Hipkins said in a statement that the passage of the Bill draws a line under some of the most divisive policies of the previous Government and puts the emphasis back on quality education.
“The agenda of deregulation and privatisation, coupled with an obsession with measurement and compliance was undermining our education system and leading to worse outcomes for young New Zealanders,” he said.
"Teachers and principals fought against National Standards because they failed to measure progress across the curriculum and increased teacher workload.
“During the time National Standards were in place, the performance of New Zealand students in the areas of reading, writing and maths actually went backwards in international studies.

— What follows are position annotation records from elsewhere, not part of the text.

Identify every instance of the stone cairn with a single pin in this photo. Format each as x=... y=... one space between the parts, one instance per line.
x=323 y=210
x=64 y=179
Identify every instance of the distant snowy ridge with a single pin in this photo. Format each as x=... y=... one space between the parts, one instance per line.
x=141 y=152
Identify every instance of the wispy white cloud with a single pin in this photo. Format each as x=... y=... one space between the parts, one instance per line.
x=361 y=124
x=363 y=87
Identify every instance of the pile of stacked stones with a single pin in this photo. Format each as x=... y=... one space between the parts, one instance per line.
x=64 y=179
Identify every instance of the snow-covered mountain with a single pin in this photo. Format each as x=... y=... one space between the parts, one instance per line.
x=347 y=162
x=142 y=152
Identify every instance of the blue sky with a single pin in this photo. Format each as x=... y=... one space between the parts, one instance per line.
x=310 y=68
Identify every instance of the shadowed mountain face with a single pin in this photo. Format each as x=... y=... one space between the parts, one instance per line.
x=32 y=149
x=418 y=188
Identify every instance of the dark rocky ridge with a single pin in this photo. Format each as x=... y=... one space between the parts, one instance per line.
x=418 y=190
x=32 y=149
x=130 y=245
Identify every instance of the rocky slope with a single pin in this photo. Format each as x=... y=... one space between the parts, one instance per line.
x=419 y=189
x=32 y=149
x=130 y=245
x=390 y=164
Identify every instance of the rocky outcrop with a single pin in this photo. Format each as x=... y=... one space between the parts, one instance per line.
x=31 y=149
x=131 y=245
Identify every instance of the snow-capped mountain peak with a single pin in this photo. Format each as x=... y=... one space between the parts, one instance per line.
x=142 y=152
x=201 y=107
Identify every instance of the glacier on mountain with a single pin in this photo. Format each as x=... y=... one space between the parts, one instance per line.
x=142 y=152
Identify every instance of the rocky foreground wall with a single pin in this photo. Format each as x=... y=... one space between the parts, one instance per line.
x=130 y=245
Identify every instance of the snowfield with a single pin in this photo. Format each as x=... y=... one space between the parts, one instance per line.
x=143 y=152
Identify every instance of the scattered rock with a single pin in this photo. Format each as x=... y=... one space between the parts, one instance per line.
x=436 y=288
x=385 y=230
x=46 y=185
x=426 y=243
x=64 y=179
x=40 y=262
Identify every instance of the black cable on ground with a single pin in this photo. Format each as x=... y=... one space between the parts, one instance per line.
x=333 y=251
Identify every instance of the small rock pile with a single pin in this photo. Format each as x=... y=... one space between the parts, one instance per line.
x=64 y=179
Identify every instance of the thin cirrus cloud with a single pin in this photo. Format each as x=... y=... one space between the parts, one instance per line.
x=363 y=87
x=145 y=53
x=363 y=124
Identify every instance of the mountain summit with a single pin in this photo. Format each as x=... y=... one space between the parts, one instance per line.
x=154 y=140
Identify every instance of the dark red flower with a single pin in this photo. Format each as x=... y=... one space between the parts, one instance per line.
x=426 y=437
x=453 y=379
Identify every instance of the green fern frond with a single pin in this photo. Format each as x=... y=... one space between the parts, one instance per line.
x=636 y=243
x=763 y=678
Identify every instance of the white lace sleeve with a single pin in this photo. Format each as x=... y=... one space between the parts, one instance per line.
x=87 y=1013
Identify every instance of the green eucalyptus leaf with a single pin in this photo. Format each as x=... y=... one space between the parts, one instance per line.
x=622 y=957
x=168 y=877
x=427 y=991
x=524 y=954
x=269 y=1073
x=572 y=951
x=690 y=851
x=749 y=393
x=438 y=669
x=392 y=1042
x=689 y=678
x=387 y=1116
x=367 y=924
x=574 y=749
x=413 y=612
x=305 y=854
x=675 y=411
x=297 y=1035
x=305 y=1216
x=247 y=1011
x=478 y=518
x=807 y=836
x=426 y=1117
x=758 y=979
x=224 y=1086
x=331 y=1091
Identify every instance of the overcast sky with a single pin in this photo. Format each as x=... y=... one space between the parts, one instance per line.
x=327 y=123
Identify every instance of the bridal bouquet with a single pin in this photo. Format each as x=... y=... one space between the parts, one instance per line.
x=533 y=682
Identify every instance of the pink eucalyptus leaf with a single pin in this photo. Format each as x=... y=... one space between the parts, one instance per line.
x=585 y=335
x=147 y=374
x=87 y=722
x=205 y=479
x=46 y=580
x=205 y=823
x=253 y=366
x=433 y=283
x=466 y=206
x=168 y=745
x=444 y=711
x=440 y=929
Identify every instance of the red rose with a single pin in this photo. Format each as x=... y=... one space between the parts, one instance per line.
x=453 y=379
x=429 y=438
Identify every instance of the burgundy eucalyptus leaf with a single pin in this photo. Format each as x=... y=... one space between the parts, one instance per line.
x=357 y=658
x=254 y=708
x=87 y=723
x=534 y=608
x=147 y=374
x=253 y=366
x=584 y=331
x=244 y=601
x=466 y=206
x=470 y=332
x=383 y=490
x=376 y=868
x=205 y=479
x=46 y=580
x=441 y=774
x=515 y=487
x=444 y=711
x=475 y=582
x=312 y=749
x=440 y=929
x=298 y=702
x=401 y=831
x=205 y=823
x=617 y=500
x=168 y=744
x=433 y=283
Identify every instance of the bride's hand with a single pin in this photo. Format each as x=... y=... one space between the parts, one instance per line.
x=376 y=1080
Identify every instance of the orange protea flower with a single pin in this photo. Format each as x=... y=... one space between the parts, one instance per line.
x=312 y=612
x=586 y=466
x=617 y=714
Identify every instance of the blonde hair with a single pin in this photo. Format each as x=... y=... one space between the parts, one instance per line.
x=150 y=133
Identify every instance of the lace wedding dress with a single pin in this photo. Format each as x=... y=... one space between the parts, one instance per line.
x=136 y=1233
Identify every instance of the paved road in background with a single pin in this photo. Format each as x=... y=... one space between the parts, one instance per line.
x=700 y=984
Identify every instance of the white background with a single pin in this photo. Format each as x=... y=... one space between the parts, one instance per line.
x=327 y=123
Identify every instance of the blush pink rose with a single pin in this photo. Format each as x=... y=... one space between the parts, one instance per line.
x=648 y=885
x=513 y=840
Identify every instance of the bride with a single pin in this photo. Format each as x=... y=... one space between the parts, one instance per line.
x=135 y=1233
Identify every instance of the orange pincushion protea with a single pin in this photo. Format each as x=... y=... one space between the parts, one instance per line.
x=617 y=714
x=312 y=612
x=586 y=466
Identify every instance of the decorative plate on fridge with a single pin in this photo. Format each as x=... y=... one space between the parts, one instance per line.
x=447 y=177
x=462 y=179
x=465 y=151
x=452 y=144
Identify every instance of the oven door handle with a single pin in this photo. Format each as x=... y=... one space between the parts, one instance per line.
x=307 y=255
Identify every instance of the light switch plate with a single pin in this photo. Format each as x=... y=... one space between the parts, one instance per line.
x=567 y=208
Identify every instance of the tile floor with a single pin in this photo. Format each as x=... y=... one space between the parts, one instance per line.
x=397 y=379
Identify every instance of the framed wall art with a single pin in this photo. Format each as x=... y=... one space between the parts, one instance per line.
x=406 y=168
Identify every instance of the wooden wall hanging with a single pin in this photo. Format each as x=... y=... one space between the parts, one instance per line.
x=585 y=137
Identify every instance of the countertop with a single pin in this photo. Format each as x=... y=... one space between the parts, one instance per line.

"Charter schools were a deregulated, privatised form of schooling that we simply don’t need in New Zealand.
“They didn’t have to employ qualified and registered teachers, didn’t have to teach to the New Zealand Curriculum and could operate as profit-making businesses."
The repeal was welcomed by the Post Primary Teachers’ Association (PPTA), which called the third reading of the Bill a “final farewell for a model that undermined public responsibility for education”.
“A public education system which is delivered and owned by the citizens of this country is the best possible way to ensure fair, high quality outcomes for young people,” PPTA president Jack Boyle said.
“The global evidence is clear that charter schools don’t lead to better outcomes for students in the long term, and undermine equity and social cohesion, which are critical goals for an education system.”
News of the Bill’s passage comes in the same week that Māori educators lodged an application for an urgent hearing in the Waitangi Tribunal over the closure of charter schools.
Earlier this year Sir Toby Curtis and Dame Iritana Tāwhiwhirangi filed a Treaty of Waitangi claim against the government’s decision to close charter schools, arguing the closure ignored the fact that charter schools were having an impact on the educational success of Maori students.
National has promised to bring back the charter school model within 12 months of being re-elected
Hipkins’ Bill also restores guaranteed staff and student representation on the governing councils of tertiary institutions, introduces an offence for those who make a false representation about their eligibility for the government’s flagship Fees-Free policy, and changes the timeframe for school boards to develop their strategic plans to three years from four.